Competition later in the month forced many exhibitors to push “Nativity” off the marque to make room for such family films as “Night at the Museum,” “The Pursuit of Happyness,” and “Charlotte’s Web.”
Even so, “Nativity” held on strong for several weeks, performing particularly well the week before Christmas. Ticket sales for the film, which tells the story of Mary and Joseph on the way to the birth of Jesus, went up 52 percent the Wednesday before Christmas and 96 percent Thursday. The movie is now expected to gross about $40 million by the beginning of January — a solid showing, considering its weak opening.
“Sampling with this audience takes time,” said Russell Schwartz, head of marketing for New Line. “This was never about a huge opening weekend.”
“Nativity’s” foray into the Christian film market comes after the huge success of “The Passion of the Christ,” which opened to $84 million in February of 2004 and went on to gross more than $612 million worldwide, with $241 million coming from abroad.
“Nativity” did not perform well in predominately Christian countries such as Italy, Spain and Latin America. “It’s one of those movies that people put unrealistic expectations on because of ‘Passion of the Christ,’ but it’s a solid performer,” said Paul Dergarabedian, president of Media by Numbers. ” ‘The Passion’ was a cultural phenomenon that went beyond the faith-based audience. The Christian audience is out there but, like any specifically targeted audience, you can’t expect blockbusters to come just from that audience. But if you keep your budgets in line, you can make some solid returns on these movies.”

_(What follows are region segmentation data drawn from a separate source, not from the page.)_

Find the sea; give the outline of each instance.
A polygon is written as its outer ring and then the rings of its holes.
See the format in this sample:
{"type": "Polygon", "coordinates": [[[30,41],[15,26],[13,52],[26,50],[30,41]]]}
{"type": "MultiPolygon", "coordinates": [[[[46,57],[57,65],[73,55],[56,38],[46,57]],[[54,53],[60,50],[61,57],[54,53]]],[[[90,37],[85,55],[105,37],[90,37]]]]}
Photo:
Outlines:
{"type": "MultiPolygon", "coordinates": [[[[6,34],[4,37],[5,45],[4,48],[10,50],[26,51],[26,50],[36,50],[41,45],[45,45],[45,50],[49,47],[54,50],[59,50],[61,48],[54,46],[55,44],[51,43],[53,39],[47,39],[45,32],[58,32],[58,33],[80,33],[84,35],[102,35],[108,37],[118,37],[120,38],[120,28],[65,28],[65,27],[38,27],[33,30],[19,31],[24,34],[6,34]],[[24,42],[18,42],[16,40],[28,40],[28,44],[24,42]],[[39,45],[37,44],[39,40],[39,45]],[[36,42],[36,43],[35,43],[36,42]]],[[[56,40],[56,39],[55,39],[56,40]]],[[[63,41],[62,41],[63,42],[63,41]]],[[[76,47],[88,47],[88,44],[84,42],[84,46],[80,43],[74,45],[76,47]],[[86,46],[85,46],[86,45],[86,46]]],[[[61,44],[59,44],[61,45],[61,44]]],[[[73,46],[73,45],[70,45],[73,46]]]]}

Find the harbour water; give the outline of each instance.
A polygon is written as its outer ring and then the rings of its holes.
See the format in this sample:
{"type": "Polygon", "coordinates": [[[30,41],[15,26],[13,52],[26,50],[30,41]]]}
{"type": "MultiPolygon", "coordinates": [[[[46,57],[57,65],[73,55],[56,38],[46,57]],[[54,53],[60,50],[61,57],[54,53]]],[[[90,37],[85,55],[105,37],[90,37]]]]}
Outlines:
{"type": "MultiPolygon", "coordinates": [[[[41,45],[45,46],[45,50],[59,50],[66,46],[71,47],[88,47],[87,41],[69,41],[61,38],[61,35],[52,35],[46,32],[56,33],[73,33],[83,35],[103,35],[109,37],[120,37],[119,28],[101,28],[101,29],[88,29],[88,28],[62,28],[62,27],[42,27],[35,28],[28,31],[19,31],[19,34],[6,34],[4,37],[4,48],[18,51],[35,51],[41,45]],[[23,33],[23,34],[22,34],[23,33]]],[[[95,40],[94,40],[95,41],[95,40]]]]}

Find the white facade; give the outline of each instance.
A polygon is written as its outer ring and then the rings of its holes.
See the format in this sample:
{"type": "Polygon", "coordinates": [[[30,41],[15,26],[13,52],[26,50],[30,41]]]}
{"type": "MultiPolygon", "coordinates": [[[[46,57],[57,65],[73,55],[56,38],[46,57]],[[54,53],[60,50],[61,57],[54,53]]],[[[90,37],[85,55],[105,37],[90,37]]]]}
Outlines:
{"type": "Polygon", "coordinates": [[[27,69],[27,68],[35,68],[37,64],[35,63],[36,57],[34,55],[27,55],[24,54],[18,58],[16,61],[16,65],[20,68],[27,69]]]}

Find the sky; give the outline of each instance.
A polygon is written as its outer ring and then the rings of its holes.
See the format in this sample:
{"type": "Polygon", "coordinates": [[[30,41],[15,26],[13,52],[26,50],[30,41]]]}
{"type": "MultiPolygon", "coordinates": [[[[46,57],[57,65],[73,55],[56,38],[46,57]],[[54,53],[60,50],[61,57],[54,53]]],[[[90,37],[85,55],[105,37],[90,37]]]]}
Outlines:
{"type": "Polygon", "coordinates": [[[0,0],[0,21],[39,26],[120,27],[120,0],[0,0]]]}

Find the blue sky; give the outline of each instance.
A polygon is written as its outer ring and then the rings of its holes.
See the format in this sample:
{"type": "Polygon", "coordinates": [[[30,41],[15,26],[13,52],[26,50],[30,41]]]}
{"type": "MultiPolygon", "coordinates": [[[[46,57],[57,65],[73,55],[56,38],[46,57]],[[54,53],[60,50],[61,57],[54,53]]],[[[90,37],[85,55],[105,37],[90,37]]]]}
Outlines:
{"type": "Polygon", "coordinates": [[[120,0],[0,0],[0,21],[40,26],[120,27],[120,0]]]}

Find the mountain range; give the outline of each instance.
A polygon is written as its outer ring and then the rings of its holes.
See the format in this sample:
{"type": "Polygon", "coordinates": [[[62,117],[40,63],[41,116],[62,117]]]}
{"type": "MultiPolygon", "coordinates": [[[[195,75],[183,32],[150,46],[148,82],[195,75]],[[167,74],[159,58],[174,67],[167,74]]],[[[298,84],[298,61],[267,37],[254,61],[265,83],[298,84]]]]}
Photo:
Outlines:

New Line spent approximately $65 million making and marketing “Nativity” and will likely make its money back on home video.
Wyck Godfrey, producer of “The Nativity Story,” fears his movie’s slow momentum at the box office will discourage others from making large-budget, overtly Christian entertainment.
“We were relieved by how it held up. But it has struck a blow to bigger-budget epic biblical stories,” said Godfrey. “I’m not running out to do the (life of the) Apostle Paul and I was thinking about doing it before.”
Other studios, such as 20th Century Fox’s FoxFaith division, are distributing low-budget Christian films, but most of them will skip theaters and go directly to video. Most studios will likely stick to making mainstream fare and reaching out to the Christian audience when marketing movies with family-friendly themes such as “Charlotte’s Web” or “The Pursuit of Happyness.” Courting Christians, many of whom rarely go to the theater, takes time in part because of their historical distrust of Hollywood entertainment as violent, sex-laden and often disrespectful of their religious values.
“Moviegoing is a habit,” said Dergarabedian. “Christian audiences are not in the habit of supporting Hollywood movies, because mainstream Hollywood movies don’t reflect their values. To get them out to theaters is a little tougher.”
Some Christians were disappointed that “Nativity,” directed by Catherine Hardwicke, did not push the envelope.
In an essay in the monthly magazine “Christianity Today,” editor David Neff gave the movie a generally good review but criticized it for shying away from depicting the true hardship of Mary and Joseph’s era. Neff wrote that the film was done with “Christmas-card sentimentality” and glossed over the period’s violence, such as Herod’s slaughter of the innocents.
Godfrey said it is a sign of the times that a film needs controversy or an edge to gain an audience.
“We unfairly get compared to ‘The Passion‘ because it was so shocking,” said Godfrey. “If I was going for box office, I would have been better off putting something sacrilegious and re-interpretative, like, was Mary really a virgin? But I didn’t want to do that.”
Fuller Theological student Foos is hopeful that studios will continue to make biblically inspired films.
“They have to win over this audience,” said Foos. “If they look at this as a failure, then that’s too bad. This was their initiation and a way to gain credibility. They could put the movie out next Christmas. It comes around every year, you know.”